June 24, 2024

Here’s What Happens If You Don’t Brush Your Teeth

Brush Your Teeth

You’re likely aware that brushing and flossing are essential for preventing plaque and tartar buildup, reducing the risk of periodontal (gum) disease. However, what might not be as widely known is the extensive impact of good oral hygiene on your overall health. What happens when you don’t brush your teeth can lead to not only oral issues such as swollen, red gums, bleeding, pain when chewing, and loose teeth, but also serious complications for your heart, lungs, brain, and more.

Is brushing once a day enough?

Brushing your teeth once a day is not enough to break up the biofilm in your mouth. To maintain optimal oral health, a consistent hygiene routine is crucial. “You should brush your teeth twice a day for two minutes every time to maintain healthy teeth and to help stay cavity-free,” recommends Dr. Kahng. Skipping this routine compromises your dental health and could lead to broader health complications.

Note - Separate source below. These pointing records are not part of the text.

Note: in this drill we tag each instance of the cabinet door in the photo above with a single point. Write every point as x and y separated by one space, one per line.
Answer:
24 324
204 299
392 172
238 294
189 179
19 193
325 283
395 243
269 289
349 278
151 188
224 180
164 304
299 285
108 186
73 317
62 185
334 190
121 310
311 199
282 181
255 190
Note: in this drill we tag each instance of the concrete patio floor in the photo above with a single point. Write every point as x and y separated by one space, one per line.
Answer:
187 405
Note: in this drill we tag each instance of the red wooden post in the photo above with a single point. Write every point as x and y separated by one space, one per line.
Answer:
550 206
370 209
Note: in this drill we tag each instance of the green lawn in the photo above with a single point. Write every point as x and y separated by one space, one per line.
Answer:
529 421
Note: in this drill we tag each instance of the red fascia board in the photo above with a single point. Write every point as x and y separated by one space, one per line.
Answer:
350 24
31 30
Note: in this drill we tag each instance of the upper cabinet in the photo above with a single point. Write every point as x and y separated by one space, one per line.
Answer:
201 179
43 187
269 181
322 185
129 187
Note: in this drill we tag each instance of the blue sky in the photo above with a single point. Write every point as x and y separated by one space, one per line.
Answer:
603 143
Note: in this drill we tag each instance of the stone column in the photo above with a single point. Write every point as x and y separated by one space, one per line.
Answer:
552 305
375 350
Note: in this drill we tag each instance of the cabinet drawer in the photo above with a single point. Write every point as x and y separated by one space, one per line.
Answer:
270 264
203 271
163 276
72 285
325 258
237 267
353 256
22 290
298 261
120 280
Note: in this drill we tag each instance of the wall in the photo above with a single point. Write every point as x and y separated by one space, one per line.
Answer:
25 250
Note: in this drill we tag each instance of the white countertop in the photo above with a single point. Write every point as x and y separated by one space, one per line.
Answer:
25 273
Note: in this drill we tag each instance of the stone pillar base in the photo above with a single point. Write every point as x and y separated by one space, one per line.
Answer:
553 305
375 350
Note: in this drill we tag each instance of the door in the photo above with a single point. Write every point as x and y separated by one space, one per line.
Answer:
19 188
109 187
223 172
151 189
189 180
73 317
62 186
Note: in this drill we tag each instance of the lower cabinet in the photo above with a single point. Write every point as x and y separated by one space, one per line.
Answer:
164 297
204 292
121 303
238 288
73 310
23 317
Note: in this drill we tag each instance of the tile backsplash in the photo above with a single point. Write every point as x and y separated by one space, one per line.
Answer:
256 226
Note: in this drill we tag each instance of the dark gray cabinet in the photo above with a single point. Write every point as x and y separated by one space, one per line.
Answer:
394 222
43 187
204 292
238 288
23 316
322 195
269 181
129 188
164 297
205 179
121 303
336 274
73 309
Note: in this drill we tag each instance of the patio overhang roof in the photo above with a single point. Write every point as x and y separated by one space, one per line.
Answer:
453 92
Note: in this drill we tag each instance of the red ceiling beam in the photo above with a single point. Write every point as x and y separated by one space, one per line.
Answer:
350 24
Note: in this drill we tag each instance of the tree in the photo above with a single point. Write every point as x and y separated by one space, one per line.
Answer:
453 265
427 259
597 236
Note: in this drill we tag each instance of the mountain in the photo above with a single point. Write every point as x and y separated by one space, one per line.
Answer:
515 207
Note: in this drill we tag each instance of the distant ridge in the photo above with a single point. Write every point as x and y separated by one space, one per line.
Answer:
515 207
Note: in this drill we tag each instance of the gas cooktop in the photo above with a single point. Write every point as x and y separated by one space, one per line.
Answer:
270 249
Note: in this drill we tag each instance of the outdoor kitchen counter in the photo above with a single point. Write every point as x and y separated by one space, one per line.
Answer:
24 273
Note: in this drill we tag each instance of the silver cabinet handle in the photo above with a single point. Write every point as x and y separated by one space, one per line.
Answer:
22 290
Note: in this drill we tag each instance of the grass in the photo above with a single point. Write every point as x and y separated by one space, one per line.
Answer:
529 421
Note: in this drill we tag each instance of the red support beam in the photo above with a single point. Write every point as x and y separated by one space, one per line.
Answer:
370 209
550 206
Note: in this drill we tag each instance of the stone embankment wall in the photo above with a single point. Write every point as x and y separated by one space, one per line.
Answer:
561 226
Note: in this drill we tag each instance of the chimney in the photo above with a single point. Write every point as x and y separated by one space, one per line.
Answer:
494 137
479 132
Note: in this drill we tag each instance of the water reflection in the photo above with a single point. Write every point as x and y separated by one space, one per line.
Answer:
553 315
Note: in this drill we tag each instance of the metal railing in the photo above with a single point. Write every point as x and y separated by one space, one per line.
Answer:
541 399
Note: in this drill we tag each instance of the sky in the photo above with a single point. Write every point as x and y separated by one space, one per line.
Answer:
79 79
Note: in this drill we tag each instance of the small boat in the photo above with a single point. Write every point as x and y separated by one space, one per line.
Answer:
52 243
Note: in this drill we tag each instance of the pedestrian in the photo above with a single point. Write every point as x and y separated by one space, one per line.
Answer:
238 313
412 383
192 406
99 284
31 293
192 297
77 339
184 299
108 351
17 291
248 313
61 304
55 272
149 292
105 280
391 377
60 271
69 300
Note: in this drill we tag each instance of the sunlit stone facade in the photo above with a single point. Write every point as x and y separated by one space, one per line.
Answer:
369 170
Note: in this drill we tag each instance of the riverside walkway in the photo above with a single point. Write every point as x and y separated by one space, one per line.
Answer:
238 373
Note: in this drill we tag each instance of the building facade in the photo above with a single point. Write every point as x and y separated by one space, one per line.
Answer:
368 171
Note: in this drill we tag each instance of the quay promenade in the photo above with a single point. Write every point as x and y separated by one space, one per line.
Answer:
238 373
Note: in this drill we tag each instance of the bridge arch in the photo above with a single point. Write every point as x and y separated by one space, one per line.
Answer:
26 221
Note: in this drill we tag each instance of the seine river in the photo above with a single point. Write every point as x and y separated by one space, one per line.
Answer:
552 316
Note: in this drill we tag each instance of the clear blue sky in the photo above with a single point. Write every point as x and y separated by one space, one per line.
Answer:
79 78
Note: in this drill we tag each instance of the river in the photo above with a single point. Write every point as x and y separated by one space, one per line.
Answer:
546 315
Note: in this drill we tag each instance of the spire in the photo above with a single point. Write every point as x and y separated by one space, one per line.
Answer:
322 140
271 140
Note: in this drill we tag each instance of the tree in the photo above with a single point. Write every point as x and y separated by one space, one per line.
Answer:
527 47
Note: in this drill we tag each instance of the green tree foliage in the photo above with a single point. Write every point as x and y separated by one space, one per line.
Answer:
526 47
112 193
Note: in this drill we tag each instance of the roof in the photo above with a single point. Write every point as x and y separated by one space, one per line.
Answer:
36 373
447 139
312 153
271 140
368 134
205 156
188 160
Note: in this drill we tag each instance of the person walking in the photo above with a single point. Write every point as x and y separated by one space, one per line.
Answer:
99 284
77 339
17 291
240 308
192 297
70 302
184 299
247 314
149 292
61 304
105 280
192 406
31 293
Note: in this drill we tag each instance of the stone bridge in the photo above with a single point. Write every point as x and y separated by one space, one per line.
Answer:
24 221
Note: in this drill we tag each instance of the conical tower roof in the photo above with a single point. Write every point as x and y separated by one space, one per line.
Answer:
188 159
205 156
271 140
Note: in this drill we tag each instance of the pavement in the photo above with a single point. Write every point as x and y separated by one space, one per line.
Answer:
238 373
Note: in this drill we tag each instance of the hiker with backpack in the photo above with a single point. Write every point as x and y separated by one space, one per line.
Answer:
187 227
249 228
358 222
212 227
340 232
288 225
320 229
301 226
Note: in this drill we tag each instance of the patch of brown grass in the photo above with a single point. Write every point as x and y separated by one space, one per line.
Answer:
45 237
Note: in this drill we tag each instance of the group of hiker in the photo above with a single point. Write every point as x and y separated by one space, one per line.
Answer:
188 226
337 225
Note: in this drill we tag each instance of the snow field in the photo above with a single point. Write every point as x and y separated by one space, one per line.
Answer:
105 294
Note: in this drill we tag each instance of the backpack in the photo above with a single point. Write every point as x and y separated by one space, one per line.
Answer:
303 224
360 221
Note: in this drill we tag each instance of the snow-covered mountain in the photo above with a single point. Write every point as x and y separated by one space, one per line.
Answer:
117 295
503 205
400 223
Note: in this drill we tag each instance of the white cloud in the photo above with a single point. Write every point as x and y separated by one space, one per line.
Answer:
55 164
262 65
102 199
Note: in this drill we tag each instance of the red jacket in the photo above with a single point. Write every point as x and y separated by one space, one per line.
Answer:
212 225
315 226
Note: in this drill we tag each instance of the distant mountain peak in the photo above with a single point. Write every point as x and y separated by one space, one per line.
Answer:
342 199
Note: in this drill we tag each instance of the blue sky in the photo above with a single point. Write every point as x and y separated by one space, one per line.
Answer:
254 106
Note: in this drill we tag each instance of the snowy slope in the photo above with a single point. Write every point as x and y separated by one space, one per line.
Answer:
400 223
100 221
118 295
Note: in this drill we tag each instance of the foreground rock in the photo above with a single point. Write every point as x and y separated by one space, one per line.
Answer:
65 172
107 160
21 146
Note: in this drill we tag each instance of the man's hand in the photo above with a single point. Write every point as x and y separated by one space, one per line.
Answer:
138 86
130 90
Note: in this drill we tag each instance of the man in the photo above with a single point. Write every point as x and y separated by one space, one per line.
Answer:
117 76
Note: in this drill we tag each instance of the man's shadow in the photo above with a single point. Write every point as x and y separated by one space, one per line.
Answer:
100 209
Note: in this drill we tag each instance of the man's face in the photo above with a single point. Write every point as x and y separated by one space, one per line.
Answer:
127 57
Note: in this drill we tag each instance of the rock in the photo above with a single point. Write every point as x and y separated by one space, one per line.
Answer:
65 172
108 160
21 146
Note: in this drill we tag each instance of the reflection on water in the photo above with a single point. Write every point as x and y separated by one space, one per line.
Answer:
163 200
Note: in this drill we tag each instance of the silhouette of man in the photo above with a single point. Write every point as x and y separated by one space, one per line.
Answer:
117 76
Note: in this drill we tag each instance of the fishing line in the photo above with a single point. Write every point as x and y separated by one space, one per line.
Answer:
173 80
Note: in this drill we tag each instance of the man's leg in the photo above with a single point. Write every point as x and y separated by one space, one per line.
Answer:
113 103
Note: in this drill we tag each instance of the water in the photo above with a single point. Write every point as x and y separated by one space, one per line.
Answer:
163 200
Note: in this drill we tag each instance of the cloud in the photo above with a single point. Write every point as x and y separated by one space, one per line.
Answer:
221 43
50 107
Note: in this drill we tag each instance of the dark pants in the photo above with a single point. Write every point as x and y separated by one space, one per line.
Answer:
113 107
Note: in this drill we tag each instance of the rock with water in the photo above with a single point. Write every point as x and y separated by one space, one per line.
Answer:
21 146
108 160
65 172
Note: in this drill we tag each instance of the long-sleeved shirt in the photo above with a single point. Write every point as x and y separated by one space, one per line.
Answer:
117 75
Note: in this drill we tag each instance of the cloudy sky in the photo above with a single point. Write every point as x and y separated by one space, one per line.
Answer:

Ahead, we share insights from researchers and dentists on what happens when you don’t brush your teeth and the associated health risks.

What happens if you don’t brush your teeth

1. Cardiovascular disease

An increased risk of heart disease is just one of the potential health problems that can arise if you don’t brush your teeth. According to the Mayo Clinic, research suggests that cardiovascular disease, clogged arteries, and strokes could stem from the inflammation and infections oral bacteria cause. Further emphasizing this connection, a June 2023 study published in the peer-reviewed journal Nature Scientific Reports found that individuals who skipped brushing their teeth at night faced a higher risk of developing cardiovascular disease than those who maintained their nightly brushing routine.

2. Respiratory infections

When you don’t brush your teeth, your risk of pneumonia may increase. This risk is especially pronounced in older adults or those with compromised immune systems. Dr. Kahng cites a 2020 study showing a significant increase in pneumonia risk among individuals with numerous dental caries and missing teeth. Conversely, the risk decreased substantially with better oral hygiene practices, including regular tooth brushing and professional dental cleanings.